いいえ、かかりにくいとはいえ、再感染の報告がありますので、絶対の安心はできません。
流行地は極力避けてください。
1歳未満で接種できますか?
10か月以上であれば、(海外では6ヶ月以上)医学的には、予防接種可能ですが、母親からの移行抗体がある場合は、効果が減弱します。また、1歳未満で接種した場合は、1歳を超えてから、再度接種しなければ、効果が持続しません。
※)生後6ヶ月で接種した場合、感染防御レベルまで抗体が上昇する子供は36%しかないそうです。9-10ヶ月を過ぎると、100%近くまで上昇するそうです。

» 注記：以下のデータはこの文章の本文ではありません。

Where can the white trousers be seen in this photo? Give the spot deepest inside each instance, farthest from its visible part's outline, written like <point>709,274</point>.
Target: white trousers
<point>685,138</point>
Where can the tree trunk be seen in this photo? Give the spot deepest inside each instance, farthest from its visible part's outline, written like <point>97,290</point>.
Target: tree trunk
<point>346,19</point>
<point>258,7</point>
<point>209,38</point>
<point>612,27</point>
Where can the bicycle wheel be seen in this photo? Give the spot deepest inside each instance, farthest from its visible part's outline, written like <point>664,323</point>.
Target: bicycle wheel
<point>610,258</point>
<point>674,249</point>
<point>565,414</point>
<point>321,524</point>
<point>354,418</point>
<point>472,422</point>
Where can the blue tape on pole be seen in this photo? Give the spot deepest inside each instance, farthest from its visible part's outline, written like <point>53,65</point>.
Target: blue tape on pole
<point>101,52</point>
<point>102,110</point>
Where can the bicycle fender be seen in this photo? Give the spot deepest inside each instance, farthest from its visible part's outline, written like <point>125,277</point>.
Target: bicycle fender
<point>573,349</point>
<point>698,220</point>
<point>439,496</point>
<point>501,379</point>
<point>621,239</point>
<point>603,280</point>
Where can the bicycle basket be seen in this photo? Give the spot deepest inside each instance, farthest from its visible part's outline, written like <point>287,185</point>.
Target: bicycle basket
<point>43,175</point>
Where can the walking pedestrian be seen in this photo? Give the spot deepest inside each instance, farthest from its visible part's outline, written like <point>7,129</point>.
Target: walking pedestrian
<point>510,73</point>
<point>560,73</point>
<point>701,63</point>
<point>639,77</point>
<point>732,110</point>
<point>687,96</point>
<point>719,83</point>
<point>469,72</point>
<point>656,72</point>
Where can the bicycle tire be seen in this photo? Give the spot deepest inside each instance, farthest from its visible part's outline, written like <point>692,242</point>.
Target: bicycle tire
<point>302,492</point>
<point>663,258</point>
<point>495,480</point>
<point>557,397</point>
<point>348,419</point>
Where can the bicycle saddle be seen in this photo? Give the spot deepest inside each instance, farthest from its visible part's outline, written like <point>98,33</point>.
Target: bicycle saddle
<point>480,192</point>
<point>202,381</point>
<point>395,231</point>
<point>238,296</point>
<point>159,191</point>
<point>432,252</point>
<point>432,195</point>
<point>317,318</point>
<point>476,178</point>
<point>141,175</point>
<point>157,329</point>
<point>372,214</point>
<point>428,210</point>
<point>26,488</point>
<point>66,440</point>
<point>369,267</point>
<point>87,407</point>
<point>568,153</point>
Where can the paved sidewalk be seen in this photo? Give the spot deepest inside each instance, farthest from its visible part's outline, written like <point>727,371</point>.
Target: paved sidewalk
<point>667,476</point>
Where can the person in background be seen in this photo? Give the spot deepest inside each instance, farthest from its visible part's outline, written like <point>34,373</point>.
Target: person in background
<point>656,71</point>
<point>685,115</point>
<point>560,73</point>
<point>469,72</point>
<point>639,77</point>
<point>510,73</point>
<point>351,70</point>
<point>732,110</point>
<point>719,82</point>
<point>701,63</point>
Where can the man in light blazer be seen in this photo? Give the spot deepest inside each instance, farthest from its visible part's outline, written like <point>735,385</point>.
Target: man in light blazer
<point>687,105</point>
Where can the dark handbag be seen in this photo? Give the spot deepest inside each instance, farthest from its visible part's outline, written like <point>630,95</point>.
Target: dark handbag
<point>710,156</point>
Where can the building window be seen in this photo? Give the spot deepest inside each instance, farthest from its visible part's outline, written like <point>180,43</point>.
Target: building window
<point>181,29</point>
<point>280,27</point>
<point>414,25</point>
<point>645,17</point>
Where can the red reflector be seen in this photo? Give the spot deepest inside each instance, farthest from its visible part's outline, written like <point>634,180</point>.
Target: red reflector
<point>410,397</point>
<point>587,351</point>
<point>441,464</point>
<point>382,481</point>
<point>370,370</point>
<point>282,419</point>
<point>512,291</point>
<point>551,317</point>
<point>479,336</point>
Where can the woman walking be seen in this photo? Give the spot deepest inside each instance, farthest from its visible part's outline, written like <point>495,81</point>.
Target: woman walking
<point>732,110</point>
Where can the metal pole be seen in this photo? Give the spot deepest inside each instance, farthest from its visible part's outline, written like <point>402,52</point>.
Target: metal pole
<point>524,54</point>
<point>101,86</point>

一般的に1歳未満の子供に麻疹ワクチンを接種する適応は、麻疹のアウトブレイクが発生した場合とされており、アウトブレイクのWHO定義では、麻疹疑い患者が人口10万人あたり5人発生した場合を「アウトブレイクの疑い」とし、確定患者数が3人以上発生した場合を「アウトブレイク」と定義していますので、人口886.3万人の大阪府では265人以上発生した場合に相当します。
1歳未満の子供を守るためにも、御両親や祖父母の方々の、麻疹風疹ワクチン接種をお勧めします。(なお、流行が大きくなりますと、ワクチン不足が毎度のことながら発生しますので、接種できなくなる可能性が高くなってきます。行動はお早めに)
患者と接触後のワクチン接種は?
麻疹患者と接触後72時間以内のワクチン接種は予防効果があるといわれていますが、間に合わない事の方が多いようです。
血液製剤(γグロブリン)の投与の方が効果は高いです。